After he won the football scholarship, he perpetuated his dream, all the while building and planning and scaring people. He began to spend his weekends in the swamp, honing all the scary things, just so. It was during this time that he discovered voodoo and all its creepy rituals. He found the altar by accident, just happened to see the flash of a crucifix, where it was hanging in a tree and swinging in the wind. It was daytime and deserted, and he had never seen a single person within miles of this part of the swamp. It was too dark, too dangerous, and too alligator infested. But he'd heard the beat of drums a couple of times, late at night, and that had spooked him a little.
He nosed his boat onto dry land and waded out toward where he'd seen the glint of silver. There he found the crucifix and lots of other stuff. The altar was fresh. There were all kinds of candles and jars of strange-looking things. Some looked a lot like human body parts. Intrigued, excited, and a little frightened, he held them up to the sunlight filtering down through the cypress trees. One was a human ear in a jelly jar, cut off with ragged edges that fanned out in the formaldehyde when he shook it. Creepy as hell. There was a big bowl of blood, some not yet congealed, and human skulls were sitting all over the place. Many had candles set inside of them, and there were framed pictures of the Virgin Mary and Jesus Christ and angels surrounded by clouds and trumpets.
There were little bottles hanging off the trees with unknown liquids in them, but he knew it was probably bodily fluids.

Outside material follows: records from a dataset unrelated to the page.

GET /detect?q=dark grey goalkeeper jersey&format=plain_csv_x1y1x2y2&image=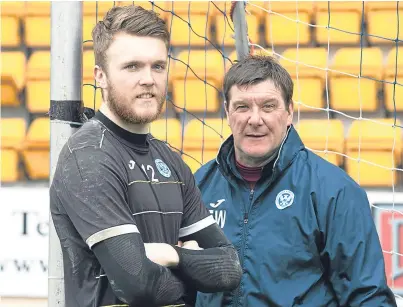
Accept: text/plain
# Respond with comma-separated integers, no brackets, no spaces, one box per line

50,112,215,307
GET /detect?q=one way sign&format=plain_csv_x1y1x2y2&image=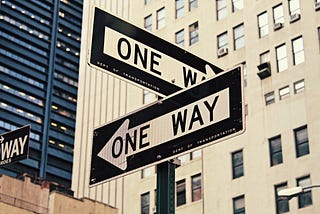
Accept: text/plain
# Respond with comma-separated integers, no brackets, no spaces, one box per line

0,125,31,166
90,67,244,185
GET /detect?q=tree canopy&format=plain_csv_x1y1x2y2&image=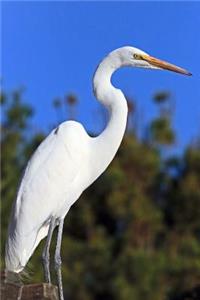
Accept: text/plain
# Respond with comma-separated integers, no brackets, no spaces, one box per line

1,90,200,300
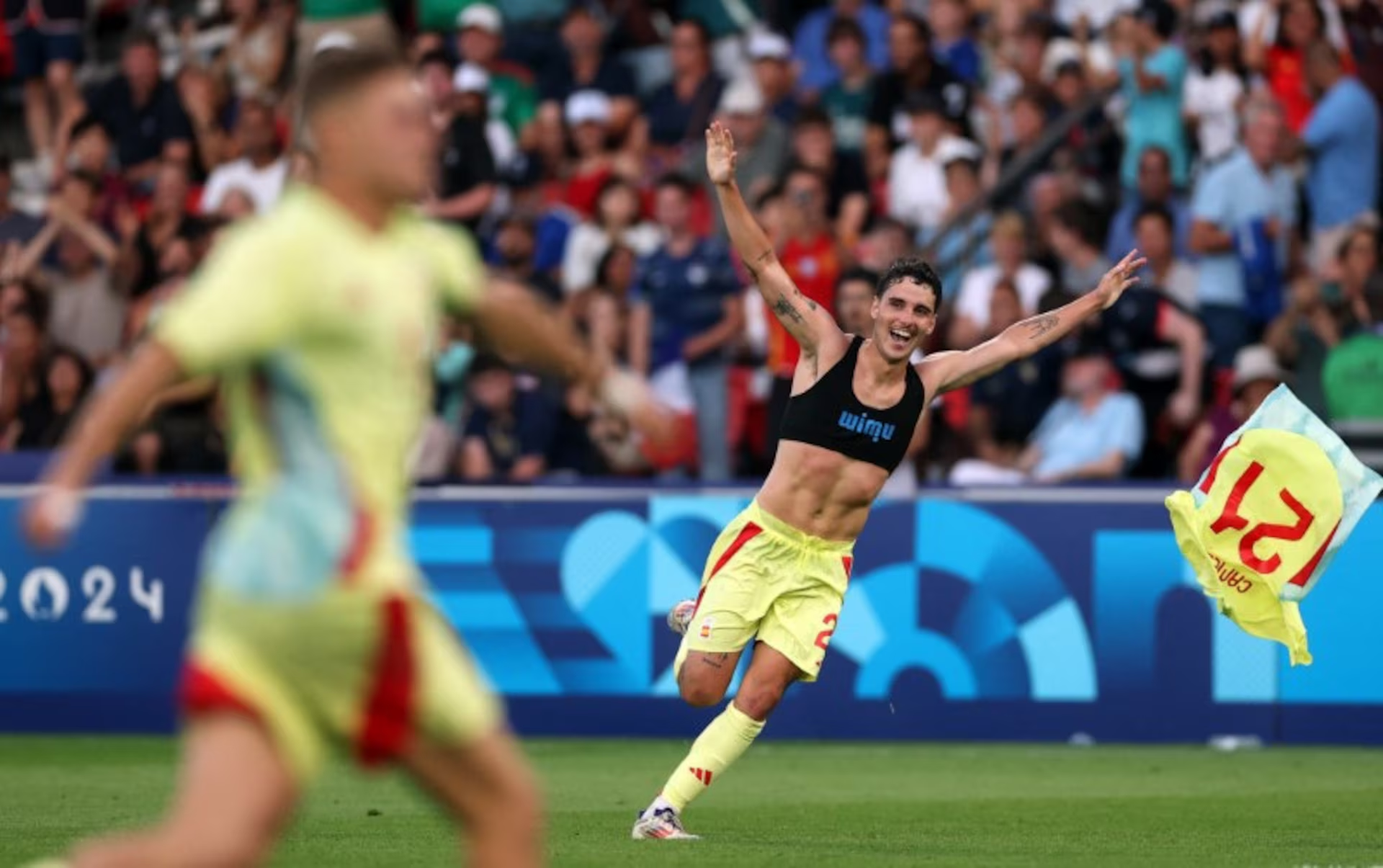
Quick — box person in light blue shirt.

Fascinated, he wandered there among the symbols of death and destruction. He stole some of the skulls and other stuff and later read everything he could find about voodoo rituals. He learned about voodoo queens who tortured and killed and caused people to turn into zombies. He saw gruesome photos of a body that had been dug up and had body parts removed. He found stories of people who had been cursed and died horrible deaths and disappeared into the swamps never to be found again. Wow, he didn't think he'd ever been so excited. This was it. This was his destiny. He would become a voodoo doctor, and he would use spells and terrifying rituals to scare his victims. And he would do it out in the swamp, where it was dark and sluggish with hanging veils of gray moss and alligators sliding into the water and gliding around. The alligators would be his garbage disposal units, after he'd gotten all the fun he needed out of his victims. It was perfect. It would be his perfect little Garden of Evil.